Kelton writes late in the book that we have already entrusted the government with "monetary sovereignty." The best way to bind its otherwise unbridled spending power, she argues, is through a series of "automatic stabilizers," chief among them a jobs guarantee, which would tie spending levels to real economic variables rather than political whims.

This seems a rosy outlook on how the government would act fully unconstrained by debt concerns. Necessarily, MMT means asking elected representatives to make judgments about measuring inflation—a notoriously tricky undertaking—or about their incompetence to make such judgments. But both judgments and measurements are subject to political incentive; an MMT world is one where price measures fall prey to Goodhart's law, determined not objectively but by what Congress wants it to be.

There is no particular reason for Congress to bind itself to "automatic stabilizers" when unbridled spending can flow to its preferred interest groups. Subjecting the price level to the political process sets stability concerns against the demands of entrenched constituencies—a state of affairs central bank independence was originally designed to combat. Congress already does a poor job following a standard—balancing the budget—that Kelton thinks does not matter. In an MMT world, horse-trading drives us inexorably towards hyperinflation—a political reality that no wonky stabilizers can address.

Putting aside this argument, it is also worth noting that if MMT does allow the government to spend freely, it need not do so in line with Kelton's political program. Kelton argues that even under MMT, taxes are needed to balance the distribution of wealth in society. Unconstrained by "fiscal responsibility," however, it is hard to imagine politicians justifying any taxes at all—"we need to reduce inflation" can only convince the 30 percent of the populace who understand how inflation is reduced.

MMT already has quiet support among some conservatives who see its usefulness for their own ends. Take, for example, a report from Sen. Marco Rubio's (R., Fla.) office which approvingly cites MMT to argue for a national industrial policy. Abandoning the economic "neutrality" which informs present deficit debates by no means results in the prioritization of the values Kelton prefers. The point is, MMT can induce a policy arms race.

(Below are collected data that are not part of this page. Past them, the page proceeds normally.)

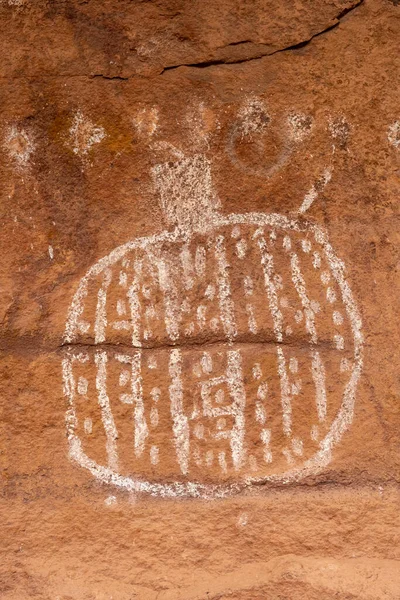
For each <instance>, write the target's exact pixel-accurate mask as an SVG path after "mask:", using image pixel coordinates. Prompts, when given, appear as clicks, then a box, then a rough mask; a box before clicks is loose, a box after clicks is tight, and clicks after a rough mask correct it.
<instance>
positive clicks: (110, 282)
mask: <svg viewBox="0 0 400 600" xmlns="http://www.w3.org/2000/svg"><path fill="white" fill-rule="evenodd" d="M111 277H112V272H111V269H105V271H104V276H103V282H102V284H101V286H100V289H99V291H98V293H97V307H96V319H95V323H94V341H95V344H101V342H104V341H105V339H106V338H105V331H106V327H107V289H108V286H109V285H110V283H111Z"/></svg>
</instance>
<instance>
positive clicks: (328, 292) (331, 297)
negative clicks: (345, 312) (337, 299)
mask: <svg viewBox="0 0 400 600" xmlns="http://www.w3.org/2000/svg"><path fill="white" fill-rule="evenodd" d="M326 297H327V299H328V301H329V302H330V303H331V304H333V303H334V302H336V294H335V291H334V290H333V289H332V288H328V289H327V290H326Z"/></svg>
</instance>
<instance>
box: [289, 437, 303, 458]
mask: <svg viewBox="0 0 400 600" xmlns="http://www.w3.org/2000/svg"><path fill="white" fill-rule="evenodd" d="M292 448H293V453H294V454H296V456H302V455H303V442H302V441H301V440H299V439H298V438H293V439H292Z"/></svg>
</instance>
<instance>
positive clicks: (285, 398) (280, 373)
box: [276, 346, 292, 435]
mask: <svg viewBox="0 0 400 600" xmlns="http://www.w3.org/2000/svg"><path fill="white" fill-rule="evenodd" d="M276 351H277V354H278V373H279V378H280V382H281V403H282V423H283V433H284V434H285V435H290V434H291V431H292V403H291V398H290V384H289V378H288V375H287V370H286V360H285V355H284V353H283V349H282V348H281V347H280V346H278V348H277V349H276Z"/></svg>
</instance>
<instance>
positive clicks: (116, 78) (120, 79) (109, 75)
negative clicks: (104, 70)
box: [90, 73, 129, 81]
mask: <svg viewBox="0 0 400 600" xmlns="http://www.w3.org/2000/svg"><path fill="white" fill-rule="evenodd" d="M97 78H101V79H109V80H112V81H129V77H121V76H120V75H115V76H114V77H112V76H110V75H103V74H102V73H96V74H95V75H90V79H97Z"/></svg>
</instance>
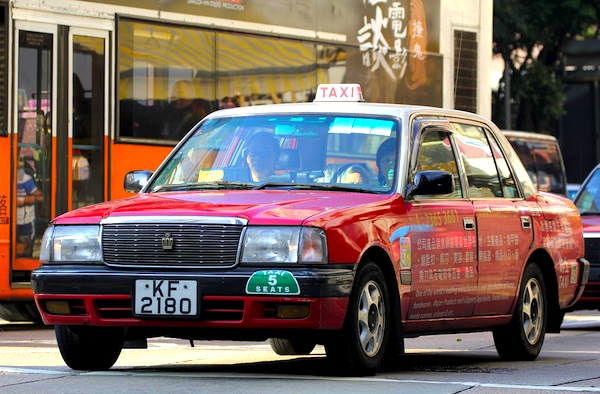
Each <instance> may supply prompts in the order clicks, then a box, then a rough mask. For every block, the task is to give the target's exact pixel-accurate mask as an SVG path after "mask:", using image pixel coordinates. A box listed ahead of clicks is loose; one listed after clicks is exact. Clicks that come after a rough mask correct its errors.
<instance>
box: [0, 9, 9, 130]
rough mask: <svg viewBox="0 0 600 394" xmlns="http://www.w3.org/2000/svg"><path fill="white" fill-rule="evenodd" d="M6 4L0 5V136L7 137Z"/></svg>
mask: <svg viewBox="0 0 600 394" xmlns="http://www.w3.org/2000/svg"><path fill="white" fill-rule="evenodd" d="M6 15H7V12H6V4H0V47H1V48H2V50H1V51H0V136H6V135H8V125H7V123H6V122H7V120H6V118H7V113H8V106H7V102H6V98H7V97H8V90H7V84H6V76H7V75H8V74H7V70H8V66H7V64H8V63H7V61H8V59H7V56H6V54H7V53H8V40H7V36H8V34H7V29H8V27H7V25H8V24H7V23H6Z"/></svg>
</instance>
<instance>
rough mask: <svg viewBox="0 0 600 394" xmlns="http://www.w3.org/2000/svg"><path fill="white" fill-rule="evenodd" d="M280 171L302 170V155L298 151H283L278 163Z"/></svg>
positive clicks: (279, 169) (281, 154)
mask: <svg viewBox="0 0 600 394" xmlns="http://www.w3.org/2000/svg"><path fill="white" fill-rule="evenodd" d="M277 169H278V170H289V171H298V170H299V169H300V153H299V152H298V150H297V149H282V150H281V151H280V153H279V160H278V162H277Z"/></svg>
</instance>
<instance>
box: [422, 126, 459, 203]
mask: <svg viewBox="0 0 600 394" xmlns="http://www.w3.org/2000/svg"><path fill="white" fill-rule="evenodd" d="M424 137H425V138H424V139H423V142H422V144H421V146H420V147H419V156H418V158H417V164H416V167H415V170H416V171H415V172H419V171H426V170H442V171H447V172H449V173H451V174H452V178H453V180H454V188H453V190H452V193H450V194H443V195H436V196H428V197H431V198H461V197H462V196H463V195H462V189H461V186H460V178H459V176H458V166H457V165H456V158H455V157H454V153H453V151H452V145H451V143H450V138H449V137H448V133H444V132H439V131H428V132H426V134H425V136H424Z"/></svg>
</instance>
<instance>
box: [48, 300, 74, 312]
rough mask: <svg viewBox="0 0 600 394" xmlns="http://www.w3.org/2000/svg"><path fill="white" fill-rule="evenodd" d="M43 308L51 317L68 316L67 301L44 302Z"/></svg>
mask: <svg viewBox="0 0 600 394" xmlns="http://www.w3.org/2000/svg"><path fill="white" fill-rule="evenodd" d="M44 307H45V308H46V311H47V312H48V313H51V314H53V315H70V314H71V307H70V306H69V302H68V301H45V302H44Z"/></svg>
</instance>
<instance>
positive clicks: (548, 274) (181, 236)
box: [32, 85, 589, 375]
mask: <svg viewBox="0 0 600 394" xmlns="http://www.w3.org/2000/svg"><path fill="white" fill-rule="evenodd" d="M361 98H362V97H361V91H360V86H358V85H322V86H319V89H318V94H317V97H316V99H315V101H314V102H312V103H304V104H289V105H287V104H281V105H272V106H259V107H244V108H234V109H227V110H222V111H218V112H215V113H212V114H210V115H209V116H207V117H206V118H205V119H203V120H202V121H201V122H200V123H199V124H198V125H197V126H196V127H195V128H194V129H193V130H191V131H190V133H189V134H188V135H187V136H186V137H185V138H184V139H183V140H182V141H181V142H180V144H179V145H178V146H177V147H176V148H175V149H174V150H173V152H172V153H171V154H170V155H169V157H168V158H167V159H166V160H165V161H164V163H163V164H162V165H161V166H160V167H159V168H158V170H157V171H156V172H154V173H153V174H151V173H150V172H148V171H135V172H132V173H130V174H128V175H127V177H126V179H125V187H126V189H128V190H129V191H132V192H139V193H138V194H137V195H136V196H135V197H132V198H129V199H125V200H121V201H111V202H105V203H101V204H97V205H94V206H89V207H85V208H81V209H78V210H75V211H72V212H69V213H66V214H64V215H62V216H59V217H57V218H56V219H55V220H53V221H52V223H50V225H49V227H48V229H47V230H46V232H45V234H44V238H43V246H42V251H41V256H40V260H41V266H40V268H39V269H37V270H36V271H35V272H34V273H33V275H32V284H33V291H34V294H35V300H36V303H37V305H38V308H39V310H40V312H41V314H42V317H43V319H44V321H45V323H47V324H53V325H55V330H56V337H57V342H58V346H59V349H60V352H61V354H62V356H63V359H64V361H65V362H66V364H67V365H68V366H70V367H71V368H73V369H81V370H103V369H108V368H110V367H111V366H112V365H113V364H114V362H115V361H116V360H117V358H118V356H119V354H120V352H121V350H122V348H123V347H124V346H128V344H130V343H131V342H132V341H137V342H138V343H139V342H142V343H143V342H145V341H147V339H148V338H151V337H157V336H167V337H174V338H182V339H187V340H192V341H193V340H202V339H227V340H266V339H270V342H271V345H272V347H273V349H274V350H275V352H277V353H279V354H308V353H310V352H311V351H312V349H313V348H314V347H315V345H317V344H322V345H324V347H325V350H326V353H327V357H328V358H330V359H331V360H333V362H332V363H331V365H332V366H335V367H336V368H338V372H339V373H342V374H355V375H363V374H373V373H376V372H377V370H378V368H379V367H380V365H381V363H382V360H383V359H384V356H385V355H386V354H388V355H392V354H399V353H402V352H403V351H404V338H406V337H414V336H419V335H428V334H440V333H445V332H472V331H484V330H489V331H492V332H493V337H494V342H495V345H496V348H497V350H498V353H499V355H500V357H501V358H503V359H518V360H533V359H535V358H536V357H537V356H538V354H539V353H540V351H541V349H542V344H543V342H544V336H545V334H546V332H558V331H559V329H560V322H561V319H562V315H563V313H562V311H563V310H564V309H566V308H569V307H570V306H572V305H573V304H574V303H575V302H576V301H577V299H578V298H579V297H580V295H581V293H582V291H583V289H584V285H585V283H586V281H587V277H588V274H589V264H588V262H587V261H586V260H585V259H584V245H583V236H582V225H581V219H580V216H579V213H578V212H577V210H576V208H575V206H574V205H573V203H572V202H571V201H570V200H568V199H567V198H562V197H560V196H557V195H553V194H549V193H543V192H538V191H536V190H535V188H534V186H533V185H532V182H531V179H530V178H529V176H528V174H527V171H526V170H525V168H524V167H523V165H522V163H521V162H520V161H519V160H518V158H517V156H516V154H515V152H514V150H513V149H512V148H511V146H510V144H509V142H508V141H507V140H506V138H505V137H504V136H503V135H502V133H501V132H500V131H499V130H498V129H497V127H496V126H495V125H494V124H492V123H491V122H489V121H488V120H486V119H484V118H482V117H479V116H477V115H474V114H470V113H464V112H459V111H452V110H444V109H439V108H427V107H416V106H407V105H392V104H372V103H365V102H361V101H362V100H361Z"/></svg>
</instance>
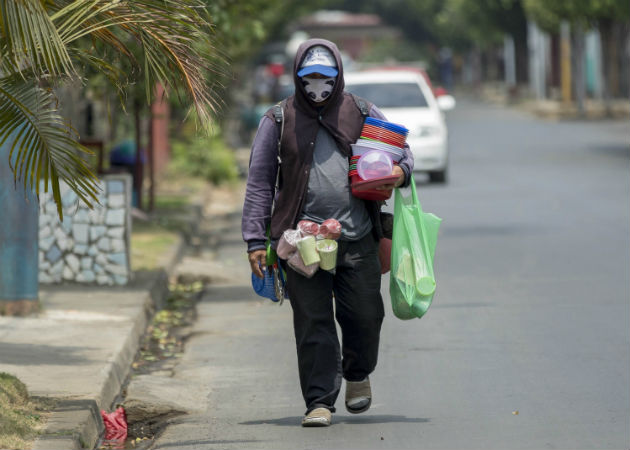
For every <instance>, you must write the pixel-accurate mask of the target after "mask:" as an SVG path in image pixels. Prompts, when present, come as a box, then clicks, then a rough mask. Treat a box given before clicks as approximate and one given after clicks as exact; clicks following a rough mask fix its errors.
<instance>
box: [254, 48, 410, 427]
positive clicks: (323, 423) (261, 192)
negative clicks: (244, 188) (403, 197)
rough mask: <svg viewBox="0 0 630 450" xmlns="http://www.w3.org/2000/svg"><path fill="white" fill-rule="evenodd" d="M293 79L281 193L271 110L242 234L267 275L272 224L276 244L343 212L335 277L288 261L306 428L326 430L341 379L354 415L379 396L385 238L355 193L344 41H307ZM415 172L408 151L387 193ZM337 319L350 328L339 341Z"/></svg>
mask: <svg viewBox="0 0 630 450" xmlns="http://www.w3.org/2000/svg"><path fill="white" fill-rule="evenodd" d="M293 79H294V83H295V94H294V95H292V96H290V97H289V98H287V99H286V100H284V101H283V102H282V103H281V105H282V112H283V124H282V129H283V132H282V142H281V146H280V161H281V170H280V171H279V188H278V191H277V192H274V187H275V181H276V175H277V174H278V170H279V167H278V166H279V163H278V154H277V153H278V139H279V137H280V131H279V128H280V127H278V126H276V122H275V119H274V115H273V108H272V109H270V110H269V111H268V112H267V113H266V114H265V115H264V116H263V118H262V119H261V121H260V124H259V127H258V131H257V133H256V137H255V138H254V142H253V145H252V152H251V156H250V168H249V176H248V180H247V190H246V194H245V203H244V207H243V221H242V231H243V239H244V240H245V241H246V242H247V251H248V258H249V262H250V265H251V268H252V272H253V273H254V274H255V275H256V276H258V277H259V278H262V277H263V273H262V270H261V267H262V268H264V267H266V250H265V243H266V231H267V227H268V226H269V225H270V231H271V242H272V246H275V244H276V243H277V241H278V239H279V238H280V236H281V235H282V233H283V232H284V231H285V230H287V229H295V228H296V225H297V223H298V221H300V220H304V219H306V220H310V221H313V222H316V223H321V222H322V221H323V220H325V219H328V218H335V219H337V220H338V221H339V222H340V223H341V225H342V234H341V237H340V239H339V241H338V250H337V264H336V268H335V271H334V273H333V272H330V271H324V270H319V271H317V272H316V273H315V274H314V275H313V276H312V277H311V278H307V277H305V276H303V275H301V274H300V273H298V272H296V271H294V270H293V269H292V268H291V267H290V266H288V265H286V264H283V267H285V269H286V272H287V290H288V294H289V298H290V303H291V307H292V309H293V326H294V331H295V341H296V347H297V357H298V369H299V376H300V386H301V388H302V395H303V397H304V401H305V403H306V413H305V416H304V419H303V420H302V425H303V426H328V425H330V423H331V413H333V412H335V406H334V405H335V401H336V399H337V396H338V395H339V391H340V389H341V382H342V378H345V380H346V398H345V405H346V409H347V410H348V411H349V412H351V413H353V414H358V413H362V412H364V411H367V410H368V409H369V407H370V405H371V402H372V393H371V388H370V381H369V378H368V376H369V374H370V373H372V372H373V371H374V368H375V367H376V362H377V357H378V345H379V335H380V329H381V324H382V322H383V316H384V308H383V299H382V297H381V294H380V288H381V272H380V269H381V267H380V262H379V258H378V242H379V240H380V239H381V238H382V237H383V234H382V229H381V225H380V220H379V212H380V204H379V203H378V202H373V201H367V200H362V199H359V198H357V197H354V196H353V195H352V191H351V187H350V182H349V178H348V168H349V158H350V157H351V156H352V150H351V147H350V144H354V143H355V142H356V141H357V139H358V138H359V136H360V135H361V129H362V127H363V122H364V120H365V118H364V117H363V115H362V114H361V111H360V109H359V107H358V106H357V102H356V101H355V99H354V98H353V96H352V95H351V94H350V93H347V92H344V79H343V66H342V61H341V55H340V53H339V50H338V49H337V46H336V45H335V44H334V43H332V42H330V41H326V40H324V39H310V40H308V41H306V42H304V43H303V44H302V45H300V47H299V48H298V51H297V53H296V56H295V61H294V65H293ZM366 104H367V107H368V111H369V115H370V116H372V117H375V118H378V119H383V120H385V117H384V116H383V114H382V113H381V112H380V111H379V110H378V109H377V108H376V107H375V106H374V105H372V104H370V103H369V102H366ZM412 170H413V156H412V155H411V151H410V150H409V148H408V147H406V148H405V155H404V157H403V158H402V160H401V161H400V162H399V165H397V166H394V168H393V171H392V175H397V176H398V179H397V180H396V182H395V183H394V184H392V185H388V186H384V187H382V189H392V188H394V187H398V186H406V185H408V184H409V182H410V178H409V177H410V174H411V173H412ZM274 196H275V203H274V208H273V213H272V211H271V210H272V199H274ZM281 263H282V261H281ZM333 301H334V302H335V305H333ZM333 306H334V307H335V308H334V307H333ZM335 315H336V319H337V322H338V323H339V326H340V328H341V331H342V334H343V344H342V345H341V346H340V344H339V338H338V336H337V331H336V327H335Z"/></svg>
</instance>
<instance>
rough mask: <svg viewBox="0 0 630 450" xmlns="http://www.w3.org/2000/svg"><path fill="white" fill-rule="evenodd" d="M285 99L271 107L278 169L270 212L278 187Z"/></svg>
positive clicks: (276, 157) (273, 207)
mask: <svg viewBox="0 0 630 450" xmlns="http://www.w3.org/2000/svg"><path fill="white" fill-rule="evenodd" d="M285 103H286V100H283V101H281V102H280V103H277V104H276V105H274V107H273V119H274V120H275V121H276V126H277V127H278V151H277V153H276V158H278V171H277V172H276V183H275V185H274V190H273V191H274V195H273V200H272V203H271V213H272V214H273V210H274V208H275V206H276V205H275V203H276V202H275V198H276V194H275V193H276V192H278V189H279V188H280V167H281V165H282V158H281V157H280V148H281V147H282V135H283V134H284V104H285Z"/></svg>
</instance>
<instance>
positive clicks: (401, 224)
mask: <svg viewBox="0 0 630 450" xmlns="http://www.w3.org/2000/svg"><path fill="white" fill-rule="evenodd" d="M409 190H410V191H411V192H410V195H409V193H408V190H407V189H405V191H403V192H405V193H406V194H407V195H403V192H401V190H400V189H396V191H395V194H394V196H395V197H394V202H395V204H394V231H393V235H392V259H391V272H390V276H389V294H390V296H391V299H392V308H393V310H394V315H395V316H396V317H398V318H399V319H403V320H408V319H414V318H416V317H417V318H420V317H422V316H423V315H424V314H425V313H426V312H427V310H428V309H429V306H431V302H432V301H433V294H434V293H435V287H436V285H435V275H434V273H433V258H434V256H435V244H436V243H437V235H438V230H439V229H440V222H442V219H440V218H439V217H437V216H435V215H433V214H431V213H425V212H423V211H422V206H421V205H420V202H419V201H418V195H417V194H416V183H415V182H414V180H413V178H412V180H411V188H410V189H409Z"/></svg>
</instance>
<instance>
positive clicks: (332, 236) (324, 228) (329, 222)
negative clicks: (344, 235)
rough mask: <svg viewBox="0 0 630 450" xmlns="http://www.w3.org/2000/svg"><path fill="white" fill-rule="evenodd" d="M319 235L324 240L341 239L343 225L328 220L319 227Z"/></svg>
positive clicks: (332, 220) (324, 222)
mask: <svg viewBox="0 0 630 450" xmlns="http://www.w3.org/2000/svg"><path fill="white" fill-rule="evenodd" d="M319 234H320V235H321V236H322V237H323V238H324V239H334V240H337V239H339V238H340V237H341V224H340V223H339V221H338V220H337V219H326V220H324V221H323V222H322V224H321V225H320V226H319Z"/></svg>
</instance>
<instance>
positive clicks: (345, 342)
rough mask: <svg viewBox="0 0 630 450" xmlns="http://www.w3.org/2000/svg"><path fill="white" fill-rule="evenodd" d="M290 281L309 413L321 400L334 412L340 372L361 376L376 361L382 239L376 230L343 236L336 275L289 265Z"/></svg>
mask: <svg viewBox="0 0 630 450" xmlns="http://www.w3.org/2000/svg"><path fill="white" fill-rule="evenodd" d="M287 284H288V291H289V297H290V299H291V306H292V308H293V327H294V331H295V342H296V346H297V356H298V366H299V372H300V385H301V387H302V395H303V396H304V401H305V402H306V408H307V413H308V412H309V411H310V410H312V409H314V408H316V407H321V406H324V407H327V408H329V409H330V410H331V411H333V412H334V411H335V408H334V405H335V401H336V400H337V396H338V395H339V390H340V388H341V377H342V376H343V377H344V378H345V379H346V380H348V381H361V380H363V379H364V378H365V377H366V376H367V375H369V374H370V373H372V371H373V370H374V368H375V367H376V361H377V359H378V343H379V335H380V331H381V324H382V323H383V316H384V308H383V299H382V297H381V292H380V289H381V266H380V262H379V259H378V244H377V243H376V241H375V239H374V237H373V235H372V233H368V235H367V236H365V237H364V238H362V239H360V240H359V241H356V242H348V241H339V248H338V251H337V268H336V273H335V275H333V274H332V273H330V272H327V271H324V270H321V269H320V270H318V271H317V272H316V273H315V275H313V277H312V278H310V279H309V278H306V277H304V276H302V275H300V274H299V273H297V272H295V271H293V270H292V269H291V268H290V267H287ZM333 293H334V300H335V308H334V309H333ZM335 317H336V319H337V322H338V323H339V326H340V328H341V332H342V345H341V349H340V346H339V338H338V337H337V329H336V327H335Z"/></svg>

Myths, after all, serve a political function. The "myth" of balanced budgeting is meant to reduce crowding out of private investment and control inflation. It also imposes a potent check on the government's fiscal reach.

The full exercise of "monetary sovereignty," by contrast, is not merely a threat to long-run macroeconomic stability. It is also a profound expansion of government power, with all that entails, and the benefits of which Kelton and her allies are unlikely to enjoy.